This change will complicate matters for companies that have recently experienced a turnaround in their performance (but provide relief to organizations whose performance weakened in the most recent fiscal year). The change will also limit the impact of end-of-period pay actions taken by some companies to fare better under ISS’ test, which should take pressure off of committees to manage short-term pay outcomes.
Glass Lewis appears to have made no changes to their executive pay-for-performance evaluation criteria for 2014. Rather, 2014 policy updates suggest companies should adopt strict policies to prohibit executives from hedging the economic risk associated with their share ownership. Pledging, however, is perceived as a more nuanced matter, leading Glass Lewis to conclude that blanket policies prohibiting stock pledging may discourage executives from buying and/or retaining earned stock, thereby lessening their “skin-in-the-game.” Glass Lewis will evaluate pledging considering a number of factors, including:
• Prevalence of pledging among company executives and employees;
• Magnitude of pledged shares as a percentage of total executive ownership and outstanding shares;
• Characteristics of company stock (e.g., volatility, cyclicality); and
• Overall governance policy of the company, including disclosure of pledging policies and any waivers to those policies granted by the committee.
Equity Plan Litigation
In a recent Delaware Chancery Court case, the court refused to dismiss a shareholders derivative action alleging that grants of stock options to a company executive was improper because the equity plan under which the options were awarded was drafted in a manner that could lead to conflicting interpretations. This case serves as a reminder that plans should be drafted with sufficient detail and clarity to limit the potential for conflicting interpretations, and should regularly be reviewed and revised to address areas under particular scrutiny from plaintiffs’ attorneys.
In this specific case, one provision of the company’s equity incentive plan provides that no participant in the plan may receive more than 150,000 options or SARs in any calendar year, while another provision specified “the aggregate number of shares of Stock of which all Performance Awards and Stock Options may be granted…under the Plan in each year of the Performance Period is 450,000.” In reliance on the second provision, the compensation committee awarded an individual executive 449,436 options in 2011 and 285,000 options in 2012, describing the grants as “discretionary performance awards.” The derivative action claims the grants violated the 150,000 limit on option/SAR awards otherwise contained in the plan. The court has allowed the claim to proceed to trial, concluding that the plaintiffs had made a reasonable argument that the compensation committee knowingly violated the 150,000 option/SAR limitation set forth in the plan.
Executive Health Benefits
The Affordable Care Act imposes severe penalties on employers that sponsor insured health plans that are preferential toward highly compensated employees (e.g., providing additional or enhanced plan benefits) and IRC §105(h) imposes adverse tax consequences on executives participating in discriminatory self-insured plans.

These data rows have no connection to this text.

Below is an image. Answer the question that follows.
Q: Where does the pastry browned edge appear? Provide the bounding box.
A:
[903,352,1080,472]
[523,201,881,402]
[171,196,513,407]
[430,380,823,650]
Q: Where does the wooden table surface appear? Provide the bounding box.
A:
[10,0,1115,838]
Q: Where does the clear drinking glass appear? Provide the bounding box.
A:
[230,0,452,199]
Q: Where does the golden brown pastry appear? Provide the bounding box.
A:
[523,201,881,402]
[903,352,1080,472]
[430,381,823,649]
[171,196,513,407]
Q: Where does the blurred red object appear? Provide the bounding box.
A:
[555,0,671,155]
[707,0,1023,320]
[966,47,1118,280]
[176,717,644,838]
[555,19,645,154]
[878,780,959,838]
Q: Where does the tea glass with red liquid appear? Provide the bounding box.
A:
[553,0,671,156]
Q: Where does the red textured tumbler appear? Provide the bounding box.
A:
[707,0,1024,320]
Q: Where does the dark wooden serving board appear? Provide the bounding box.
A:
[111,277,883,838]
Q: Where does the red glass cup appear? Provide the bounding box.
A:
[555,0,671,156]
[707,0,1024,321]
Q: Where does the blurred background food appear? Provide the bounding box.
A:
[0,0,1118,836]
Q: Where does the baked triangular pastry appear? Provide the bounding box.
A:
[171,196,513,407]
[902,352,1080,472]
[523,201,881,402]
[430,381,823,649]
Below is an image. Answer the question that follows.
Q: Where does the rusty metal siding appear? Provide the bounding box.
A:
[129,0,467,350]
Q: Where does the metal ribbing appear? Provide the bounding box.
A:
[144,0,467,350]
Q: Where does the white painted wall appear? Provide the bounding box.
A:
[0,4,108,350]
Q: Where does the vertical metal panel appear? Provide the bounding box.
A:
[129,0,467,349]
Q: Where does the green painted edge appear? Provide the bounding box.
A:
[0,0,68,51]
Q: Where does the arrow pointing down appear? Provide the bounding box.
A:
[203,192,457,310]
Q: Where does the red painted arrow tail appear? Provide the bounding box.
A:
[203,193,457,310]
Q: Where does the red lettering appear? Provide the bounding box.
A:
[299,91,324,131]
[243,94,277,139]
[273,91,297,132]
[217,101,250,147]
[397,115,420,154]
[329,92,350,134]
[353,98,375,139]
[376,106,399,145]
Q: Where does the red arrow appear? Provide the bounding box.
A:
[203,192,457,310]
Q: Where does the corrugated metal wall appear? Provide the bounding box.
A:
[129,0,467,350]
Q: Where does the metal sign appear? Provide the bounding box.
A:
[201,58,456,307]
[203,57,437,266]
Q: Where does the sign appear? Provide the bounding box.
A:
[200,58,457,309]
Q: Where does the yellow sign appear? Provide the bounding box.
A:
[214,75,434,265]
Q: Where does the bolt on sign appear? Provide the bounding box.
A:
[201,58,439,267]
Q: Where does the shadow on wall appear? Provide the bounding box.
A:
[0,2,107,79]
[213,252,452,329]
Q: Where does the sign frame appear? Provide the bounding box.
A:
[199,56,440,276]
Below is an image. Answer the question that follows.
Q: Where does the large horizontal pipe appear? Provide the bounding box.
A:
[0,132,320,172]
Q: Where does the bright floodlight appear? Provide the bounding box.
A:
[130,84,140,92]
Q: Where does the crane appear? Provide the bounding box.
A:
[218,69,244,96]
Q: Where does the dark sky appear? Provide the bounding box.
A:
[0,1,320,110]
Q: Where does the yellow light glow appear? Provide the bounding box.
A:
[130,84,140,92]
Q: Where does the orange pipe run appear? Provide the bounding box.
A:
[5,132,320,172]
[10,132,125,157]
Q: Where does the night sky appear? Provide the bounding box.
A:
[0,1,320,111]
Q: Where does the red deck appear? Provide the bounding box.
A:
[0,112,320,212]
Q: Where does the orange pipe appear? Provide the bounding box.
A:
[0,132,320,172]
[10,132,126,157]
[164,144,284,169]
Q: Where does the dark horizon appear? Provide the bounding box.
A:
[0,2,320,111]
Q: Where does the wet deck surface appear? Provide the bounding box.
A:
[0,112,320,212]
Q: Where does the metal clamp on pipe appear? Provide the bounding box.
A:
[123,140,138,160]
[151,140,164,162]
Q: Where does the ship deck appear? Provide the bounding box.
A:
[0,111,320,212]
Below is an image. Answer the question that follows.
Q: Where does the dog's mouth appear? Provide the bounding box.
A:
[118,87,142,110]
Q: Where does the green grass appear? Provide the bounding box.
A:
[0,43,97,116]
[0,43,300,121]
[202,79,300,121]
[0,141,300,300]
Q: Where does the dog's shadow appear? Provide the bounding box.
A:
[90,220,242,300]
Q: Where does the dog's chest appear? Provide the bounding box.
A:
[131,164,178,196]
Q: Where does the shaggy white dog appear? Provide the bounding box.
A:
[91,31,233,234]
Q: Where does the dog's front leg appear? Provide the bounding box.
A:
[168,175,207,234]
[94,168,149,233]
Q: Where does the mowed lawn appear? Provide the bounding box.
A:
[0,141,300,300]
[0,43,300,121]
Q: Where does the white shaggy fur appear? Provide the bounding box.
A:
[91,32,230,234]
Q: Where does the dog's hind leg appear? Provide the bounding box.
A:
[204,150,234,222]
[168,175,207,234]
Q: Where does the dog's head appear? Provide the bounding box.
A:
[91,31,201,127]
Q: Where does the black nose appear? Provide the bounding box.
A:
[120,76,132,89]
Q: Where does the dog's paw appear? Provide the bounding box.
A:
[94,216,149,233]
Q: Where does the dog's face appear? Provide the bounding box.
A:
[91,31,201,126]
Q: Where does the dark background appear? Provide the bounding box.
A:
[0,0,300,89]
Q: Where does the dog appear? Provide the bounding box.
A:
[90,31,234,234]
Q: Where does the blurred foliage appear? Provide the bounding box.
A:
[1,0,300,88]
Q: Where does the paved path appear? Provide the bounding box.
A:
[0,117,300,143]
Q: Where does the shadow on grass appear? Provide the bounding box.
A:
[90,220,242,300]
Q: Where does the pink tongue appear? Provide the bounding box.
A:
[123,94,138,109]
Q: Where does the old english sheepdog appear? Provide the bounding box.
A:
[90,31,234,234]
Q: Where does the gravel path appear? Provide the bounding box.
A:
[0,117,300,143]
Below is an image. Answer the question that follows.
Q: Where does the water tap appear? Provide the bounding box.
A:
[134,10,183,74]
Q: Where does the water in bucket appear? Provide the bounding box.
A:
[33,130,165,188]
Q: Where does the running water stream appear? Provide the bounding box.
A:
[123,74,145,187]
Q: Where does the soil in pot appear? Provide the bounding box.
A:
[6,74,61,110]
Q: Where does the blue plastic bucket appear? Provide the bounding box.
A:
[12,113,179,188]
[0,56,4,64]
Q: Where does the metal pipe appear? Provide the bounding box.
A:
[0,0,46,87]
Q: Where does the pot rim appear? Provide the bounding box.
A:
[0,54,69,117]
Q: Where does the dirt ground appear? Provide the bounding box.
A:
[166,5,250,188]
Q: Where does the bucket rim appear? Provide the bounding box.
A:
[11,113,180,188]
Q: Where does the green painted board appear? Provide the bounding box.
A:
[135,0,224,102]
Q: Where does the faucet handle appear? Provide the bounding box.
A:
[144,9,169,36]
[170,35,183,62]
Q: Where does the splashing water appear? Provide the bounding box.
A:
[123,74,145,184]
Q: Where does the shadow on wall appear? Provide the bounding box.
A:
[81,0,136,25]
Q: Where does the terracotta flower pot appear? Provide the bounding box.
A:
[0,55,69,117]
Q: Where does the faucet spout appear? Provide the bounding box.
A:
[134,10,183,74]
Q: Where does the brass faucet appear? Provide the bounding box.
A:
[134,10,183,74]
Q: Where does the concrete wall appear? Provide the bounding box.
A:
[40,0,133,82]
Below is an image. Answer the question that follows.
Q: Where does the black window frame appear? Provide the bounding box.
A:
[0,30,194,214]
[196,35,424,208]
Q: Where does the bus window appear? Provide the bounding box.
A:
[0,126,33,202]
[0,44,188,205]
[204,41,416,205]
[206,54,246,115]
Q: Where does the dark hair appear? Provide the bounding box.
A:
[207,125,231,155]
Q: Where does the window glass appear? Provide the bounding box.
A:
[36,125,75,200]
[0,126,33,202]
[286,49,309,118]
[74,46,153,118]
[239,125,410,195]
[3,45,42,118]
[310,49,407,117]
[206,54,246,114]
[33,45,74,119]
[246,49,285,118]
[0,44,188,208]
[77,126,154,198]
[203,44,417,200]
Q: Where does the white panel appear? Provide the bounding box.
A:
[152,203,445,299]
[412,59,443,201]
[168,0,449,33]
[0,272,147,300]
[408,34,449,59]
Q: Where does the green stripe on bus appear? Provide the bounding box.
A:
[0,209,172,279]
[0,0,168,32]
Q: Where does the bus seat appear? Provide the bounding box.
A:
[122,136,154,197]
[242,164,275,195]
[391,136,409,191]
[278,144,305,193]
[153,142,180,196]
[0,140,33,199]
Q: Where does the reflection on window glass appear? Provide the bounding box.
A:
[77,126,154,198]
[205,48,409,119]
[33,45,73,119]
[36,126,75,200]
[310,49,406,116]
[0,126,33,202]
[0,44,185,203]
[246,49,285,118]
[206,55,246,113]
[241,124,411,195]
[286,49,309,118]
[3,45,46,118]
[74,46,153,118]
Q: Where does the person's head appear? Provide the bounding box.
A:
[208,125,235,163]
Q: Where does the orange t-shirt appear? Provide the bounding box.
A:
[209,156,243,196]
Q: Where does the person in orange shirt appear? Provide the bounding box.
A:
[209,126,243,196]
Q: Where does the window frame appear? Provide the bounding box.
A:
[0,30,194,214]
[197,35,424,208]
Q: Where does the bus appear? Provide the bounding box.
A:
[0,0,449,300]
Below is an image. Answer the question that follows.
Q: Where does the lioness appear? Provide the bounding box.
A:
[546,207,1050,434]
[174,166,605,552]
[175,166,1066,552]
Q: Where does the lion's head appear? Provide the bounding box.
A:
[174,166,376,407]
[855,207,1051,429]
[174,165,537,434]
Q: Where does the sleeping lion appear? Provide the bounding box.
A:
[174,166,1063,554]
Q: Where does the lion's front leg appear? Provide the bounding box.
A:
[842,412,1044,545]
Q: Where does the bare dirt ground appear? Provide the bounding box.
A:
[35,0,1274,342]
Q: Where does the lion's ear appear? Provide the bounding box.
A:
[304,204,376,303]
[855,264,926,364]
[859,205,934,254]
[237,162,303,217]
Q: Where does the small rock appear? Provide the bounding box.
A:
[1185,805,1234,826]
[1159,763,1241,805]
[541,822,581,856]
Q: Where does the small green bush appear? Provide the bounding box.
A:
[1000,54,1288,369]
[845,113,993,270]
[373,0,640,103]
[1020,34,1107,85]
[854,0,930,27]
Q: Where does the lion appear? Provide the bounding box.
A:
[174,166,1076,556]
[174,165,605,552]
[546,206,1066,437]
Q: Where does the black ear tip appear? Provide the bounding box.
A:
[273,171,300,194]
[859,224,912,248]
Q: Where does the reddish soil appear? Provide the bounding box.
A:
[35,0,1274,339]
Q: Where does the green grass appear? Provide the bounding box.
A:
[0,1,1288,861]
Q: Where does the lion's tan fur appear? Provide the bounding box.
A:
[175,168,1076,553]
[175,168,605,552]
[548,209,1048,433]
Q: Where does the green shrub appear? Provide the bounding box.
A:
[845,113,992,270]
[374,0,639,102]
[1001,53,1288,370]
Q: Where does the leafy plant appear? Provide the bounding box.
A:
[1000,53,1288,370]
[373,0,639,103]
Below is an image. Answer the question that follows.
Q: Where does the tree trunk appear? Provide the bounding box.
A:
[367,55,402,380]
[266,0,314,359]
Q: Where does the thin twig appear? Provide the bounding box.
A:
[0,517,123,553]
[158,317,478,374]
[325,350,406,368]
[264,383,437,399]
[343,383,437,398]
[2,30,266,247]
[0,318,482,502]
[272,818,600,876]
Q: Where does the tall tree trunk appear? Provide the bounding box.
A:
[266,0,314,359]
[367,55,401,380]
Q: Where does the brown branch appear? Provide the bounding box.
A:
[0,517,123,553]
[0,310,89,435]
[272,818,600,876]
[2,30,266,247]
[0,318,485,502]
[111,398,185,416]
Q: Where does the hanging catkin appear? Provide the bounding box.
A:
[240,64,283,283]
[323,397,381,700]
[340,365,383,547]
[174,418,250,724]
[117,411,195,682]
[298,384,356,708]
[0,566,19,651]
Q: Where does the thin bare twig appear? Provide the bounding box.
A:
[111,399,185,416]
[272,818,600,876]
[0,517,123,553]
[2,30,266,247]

Employment contracts and severance arrangements that provide post-employment health benefits are but one area that should be closely scrutinized for potentially discriminatory benefits. For example, “2 years of continued health and welfare benefit coverage at no cost” following a change-in-control could be viewed as discriminatory if other employees are limited to COBRA and/or are required to pay the full amount of COBRA benefits. We recommend companies engage with their benefits counsel to review plan benefits and terms to ensure they (i) do not entitle executives to discriminatory benefits or (ii) are drafted in a manner such that intended benefits may be provided without violating the antidiscrimination rules.
Section 83 Transfer Restrictions
IRC §83 governs the taxation of property received in exchange for services, such as restricted stock awarded to employees. Generally, taxation of property will occur on the transfer date unless the property is subject to “a substantial risk of forfeiture.” If a substantial risk of forfeiture does exist, taxation will occur when the conditions or restrictions creating the risk of forfeiture no longer apply. It is important to clarify that §83 regulations are related to, but distinct from, §409A tax rules that govern taxation of property to be delivered in the future (e.g., restricted stock units). Companies should review the terms of awards governed by §83 to ensure both applicable service and performance conditions conform to the updated guidance.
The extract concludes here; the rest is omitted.